Larry Ellison, Oracle chief executive, has put a value of $4bn on software from his company that was downloaded illicitly by a subsidiary of German rival SAP.
The amount is 100 times larger than the damages that SAP has argued it should pay for the infringement, and raises the stakes in a courtroom showdown that has brought a rare public confrontation between the software rivals.
Called on Monday as a witness for Oracle, Mr Ellison also abandoned his characteristically dismissive public stance towards SAP, instead describing as “brilliant” a strategy that the German company had used to try to outflank his own company.
The trial, which began last week, stems from SAP’s admission that a US subsidiary, TomorrowNow, downloaded documents and software from Oracle’s servers, despite not having authorisation.
TomorrowNow was bought by SAP at the start of 2005 as a way of countering Oracle’s acquisition of PeopleSoft, a deal that catapulted Oracle into stronger contention with SAP in the business applications market.

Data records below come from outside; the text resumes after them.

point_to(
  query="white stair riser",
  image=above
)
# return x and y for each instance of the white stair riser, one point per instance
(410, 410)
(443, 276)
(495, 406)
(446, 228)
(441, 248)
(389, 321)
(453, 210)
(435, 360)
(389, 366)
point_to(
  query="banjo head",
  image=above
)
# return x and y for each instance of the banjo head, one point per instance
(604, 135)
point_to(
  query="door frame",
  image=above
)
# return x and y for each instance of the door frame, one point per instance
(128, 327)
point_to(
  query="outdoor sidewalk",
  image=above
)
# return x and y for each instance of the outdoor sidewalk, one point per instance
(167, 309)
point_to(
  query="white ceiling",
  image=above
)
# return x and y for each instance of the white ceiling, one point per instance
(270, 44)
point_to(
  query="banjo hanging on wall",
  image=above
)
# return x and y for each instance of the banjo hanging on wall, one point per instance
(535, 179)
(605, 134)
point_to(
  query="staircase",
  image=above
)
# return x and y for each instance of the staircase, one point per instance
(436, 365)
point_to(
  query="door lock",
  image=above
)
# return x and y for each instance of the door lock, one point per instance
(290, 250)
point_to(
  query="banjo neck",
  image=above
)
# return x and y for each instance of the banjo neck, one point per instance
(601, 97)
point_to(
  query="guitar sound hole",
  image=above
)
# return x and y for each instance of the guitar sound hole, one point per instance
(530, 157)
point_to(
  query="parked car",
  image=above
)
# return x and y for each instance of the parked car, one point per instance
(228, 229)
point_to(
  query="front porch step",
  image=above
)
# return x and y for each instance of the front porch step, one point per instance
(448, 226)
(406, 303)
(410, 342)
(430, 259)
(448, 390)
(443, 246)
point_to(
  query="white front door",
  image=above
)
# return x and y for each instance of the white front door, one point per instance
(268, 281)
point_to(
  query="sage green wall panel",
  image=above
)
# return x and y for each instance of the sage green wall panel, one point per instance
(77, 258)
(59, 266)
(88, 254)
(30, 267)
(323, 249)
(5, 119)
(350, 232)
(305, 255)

By offering support and maintenance services to PeopleSoft customers through TomorrowNow, SAP hoped to lure them away from Oracle and eventually convert them to its own software.
The strategy eventually flopped, with only 358 of PeopleSoft’s 10,000 customers making the switch. SAP was later forced to admit that TomorrowNow had illicitly downloaded data from Oracle to offer its support services, leading to a trial to agree the scale of damages it should pay.
In spite of the failure of SAP’s plan, Mr Ellison went out of his way on Monday to stress the threat he once believed it posed to Oracle.
He said: “The acquisition of TomorrowNow was a brilliant idea and we were at grave risk, depending on what they did with it”.
The Oracle chief executive added that he had personally believed at the time that SAP stood “to get at least 20 per cent, as much as 30 per cent of our [PeopleSoft] customers”.
Oracle’s lawyers have argued that the scale of the threat to the US group should be used as a yardstick for the size of the damages award. Because it paid $11bn for PeopleSoft, the loss of customers could have cost it $3.3bn, with another $600m in damages caused by similar customer losses from another acquisition, that of Siebel Systems.
A lawyer for SAP challenged Mr Ellison’s claim that he had been deeply concerned about the threat and said that no written evidence had emerged pointing to his fears.